On-site 7:00 AM, no crew on-site

On-site 11:30 AM crew has excavated for the vessel pad and is watering rock for placement and compaction. Excavation is measured out and meets the requirements including overex on the plans. Off-site 12:00 PM.

CBK-54:

On-site 7:10 AM crew is installing RCP, crew has installed approximately 80 feet from the manhole. Slurry arrives and the manhole is slurried in place. Off-site 8:30 AM

On-site 1:10 PM, crew has installed more RCP and is nearing completion. Soil is holding up well. Off-site 1:40 PM

I'm wanting to strip the date "03/01/2018" from the text file which is named "Daily_Reports.txt" and is stored on my desktop.

The code I've tried so far is as follows:

import datetime

reports = open('C:/Users/onlyn_000/Desktop/Daily_Reports.txt').read()
print(datetime.datetime.strptime(reports, '%m/%d/%Y').date())

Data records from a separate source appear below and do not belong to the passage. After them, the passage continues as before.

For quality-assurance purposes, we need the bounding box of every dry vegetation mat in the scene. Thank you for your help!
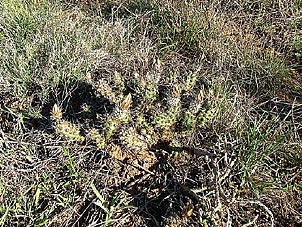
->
[0,0,302,227]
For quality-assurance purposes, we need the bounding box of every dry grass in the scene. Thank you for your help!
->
[0,0,302,226]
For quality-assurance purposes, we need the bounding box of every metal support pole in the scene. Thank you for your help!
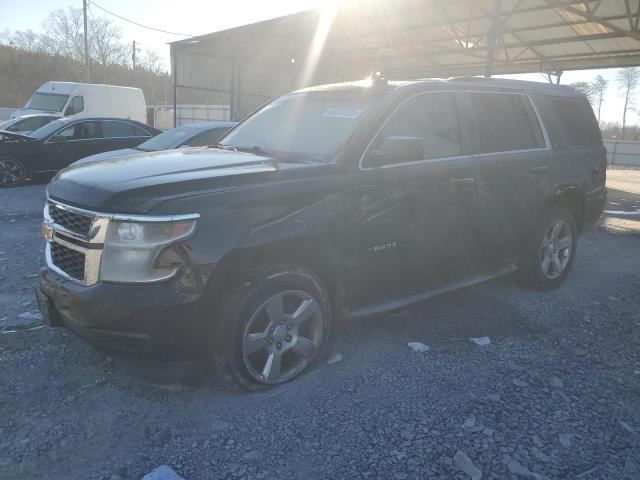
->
[131,40,136,87]
[82,0,90,83]
[229,52,236,121]
[484,0,502,77]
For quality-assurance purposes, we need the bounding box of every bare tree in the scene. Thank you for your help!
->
[42,7,128,72]
[89,17,129,65]
[42,7,84,60]
[591,75,609,125]
[616,67,640,140]
[140,50,165,75]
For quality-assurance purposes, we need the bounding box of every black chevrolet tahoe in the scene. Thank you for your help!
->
[37,78,606,389]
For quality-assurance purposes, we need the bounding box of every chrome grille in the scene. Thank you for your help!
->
[51,243,85,281]
[49,203,92,237]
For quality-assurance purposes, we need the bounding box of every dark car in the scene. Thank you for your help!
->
[73,121,237,166]
[38,79,606,389]
[0,118,162,187]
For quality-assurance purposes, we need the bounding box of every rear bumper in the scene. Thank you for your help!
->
[39,268,208,360]
[583,186,607,230]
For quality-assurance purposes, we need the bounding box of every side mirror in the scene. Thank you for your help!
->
[369,137,424,166]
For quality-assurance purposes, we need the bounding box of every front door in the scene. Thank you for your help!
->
[466,92,550,270]
[42,121,100,171]
[100,120,151,153]
[355,93,484,303]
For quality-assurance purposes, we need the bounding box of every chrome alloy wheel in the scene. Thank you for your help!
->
[242,290,323,384]
[0,158,27,187]
[540,219,573,280]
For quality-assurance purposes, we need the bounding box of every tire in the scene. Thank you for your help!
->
[518,205,578,291]
[211,265,331,390]
[0,156,29,188]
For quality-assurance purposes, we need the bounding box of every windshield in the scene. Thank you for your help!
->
[26,92,69,112]
[220,90,373,158]
[135,125,208,152]
[29,118,72,139]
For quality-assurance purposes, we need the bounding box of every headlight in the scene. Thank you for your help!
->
[100,220,196,283]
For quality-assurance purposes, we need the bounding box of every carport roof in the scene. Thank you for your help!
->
[172,0,640,78]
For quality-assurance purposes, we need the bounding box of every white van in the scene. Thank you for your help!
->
[11,82,147,122]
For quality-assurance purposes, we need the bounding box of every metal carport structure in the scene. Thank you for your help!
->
[171,0,640,122]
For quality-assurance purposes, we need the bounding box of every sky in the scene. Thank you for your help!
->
[0,0,637,123]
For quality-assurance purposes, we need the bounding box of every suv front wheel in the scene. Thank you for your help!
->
[518,206,578,290]
[213,266,331,390]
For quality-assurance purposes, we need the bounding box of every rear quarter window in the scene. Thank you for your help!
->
[470,93,545,153]
[545,96,602,147]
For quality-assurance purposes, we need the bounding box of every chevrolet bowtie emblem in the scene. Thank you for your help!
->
[40,222,53,242]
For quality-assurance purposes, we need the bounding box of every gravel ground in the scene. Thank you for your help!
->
[0,176,640,480]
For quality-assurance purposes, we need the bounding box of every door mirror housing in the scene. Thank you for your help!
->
[367,137,424,166]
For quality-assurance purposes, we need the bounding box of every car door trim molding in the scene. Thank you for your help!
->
[358,90,551,172]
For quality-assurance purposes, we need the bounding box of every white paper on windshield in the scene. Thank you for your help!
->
[322,107,363,119]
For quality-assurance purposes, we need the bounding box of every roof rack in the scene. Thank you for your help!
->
[447,76,574,91]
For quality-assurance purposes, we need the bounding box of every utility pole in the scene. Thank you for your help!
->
[82,0,90,83]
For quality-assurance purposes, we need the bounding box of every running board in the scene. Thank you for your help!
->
[346,264,517,320]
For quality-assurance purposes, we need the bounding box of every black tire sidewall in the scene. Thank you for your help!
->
[212,265,331,390]
[520,206,578,290]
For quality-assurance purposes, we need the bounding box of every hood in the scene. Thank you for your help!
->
[0,130,33,140]
[47,147,279,213]
[70,148,147,167]
[11,108,60,118]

I'm really not even sure if this is a proper approach to my problem. I would ultimately like to pull out each sentence/paragraph for each site (L205, CBK-54, etc.) to input into an excel spreadsheet, or even separate text file for each day. I just want to get the date stripping down as a first step. Any input would be greatly appreciated.

EDIT:

The answer to this question was given by mobone below. The code that worked for me is as follows:

import datetime
import re

reports = open('C:/Users/onlyn_000/Desktop/Daily_Reports.txt').read()
dates = re.findall('[0-9][0-9]\/[0-9][0-9]\/[0-9]*', reports)

for x in dates:
    print(datetime.datetime.strptime(x, '%m/%d/%Y').date())

EDIT 2:

For future reader's reference. I also realized that re.findall returns a list and the for loop I wrote only re-formats the dates into a datetime format. I'm not even sure if I even need a datetime format for my application and I may just be able to use the list.


Solution

  • You'll have to look into re.findall('[0-9][0-9]\/[0-9][0-9]\/[0-9]*', reports) to pull the date string out of the file. And then use strptime to parse it.